GitHub is giving admins budget management tools: spend caps at the enterprise, cost center, and user level, plus a preview billing dashboard that will show projected consumption before the month closes. The pooling change is also genuinely useful - instead of each seat's unused credits evaporating at month end, they can be shared across the organization, reducing stranded capacity.
But the governance requirement is new. Someone needs to own the Copilot line item the way someone owns AWS spend. That means setting policies on which agents can run, for how long, and against which repositories. Teams that have simply turned Copilot on and let developers use it freely will need to revisit that posture.
There's also a procurement implication. The move to usage-based billing coincides with GitHub pausing self-serve Copilot Business plan purchases - a reliability measure during the transition - which means any team that hasn't formalized their contract may find fewer upgrade paths available until that pause lifts.
The honest caveat
GitHub is being transparent about why this happened, and the reason is cost pressure, not a new customer benefit. Training developers to rely on agentic coding, then repricing the compute that makes it work, is a tension the industry hasn't fully resolved. Some teams may find that agentic workflows they treated as essentially free are now meaningfully expensive at scale. A team of 50 engineers running regular agent sessions could overshoot the included pool every month without a lot of effort.
The promotional credits through August are a buffer, not a solution. The longer-term question is whether the productivity gains from agentic coding justify the variable cost, which is a harder calculation than it sounds when the person doing the coding isn't the one watching the billing dashboard.
The larger pattern
GitHub's move is one data point in a broader repricing of AI that's been underway for several months. The tools that entered the market on flat-rate models are migrating to consumption pricing as their underlying compute costs become visible. Copilot, Cursor, and similar products all face the same structural pressure: agentic use is what they're selling, and agentic use is expensive to serve.

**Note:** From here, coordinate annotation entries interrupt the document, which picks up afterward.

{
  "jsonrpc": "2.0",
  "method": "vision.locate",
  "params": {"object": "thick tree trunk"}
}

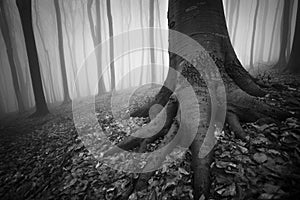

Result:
[149,0,157,83]
[17,0,49,116]
[54,0,71,102]
[106,0,116,91]
[0,1,25,112]
[120,0,289,200]
[286,2,300,73]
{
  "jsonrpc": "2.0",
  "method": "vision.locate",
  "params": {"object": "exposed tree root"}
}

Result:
[130,86,173,117]
[104,98,178,156]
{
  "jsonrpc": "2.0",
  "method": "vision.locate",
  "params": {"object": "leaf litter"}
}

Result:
[0,74,300,200]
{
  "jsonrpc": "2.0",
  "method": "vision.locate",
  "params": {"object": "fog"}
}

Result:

What makes today significant is the scale. Copilot has more than a million organizational users. When the largest AI coding product in the enterprise market shifts from flat to variable, it creates a precedent. The AI tools budget that once looked like a tidy SaaS line item is becoming something that looks more like cloud infrastructure - elastic, useful, and in need of the same kind of governance that cloud infrastructure requires.
Businesses that get ahead of that governance now will be better positioned than those that discover it through an unexpected invoice in July.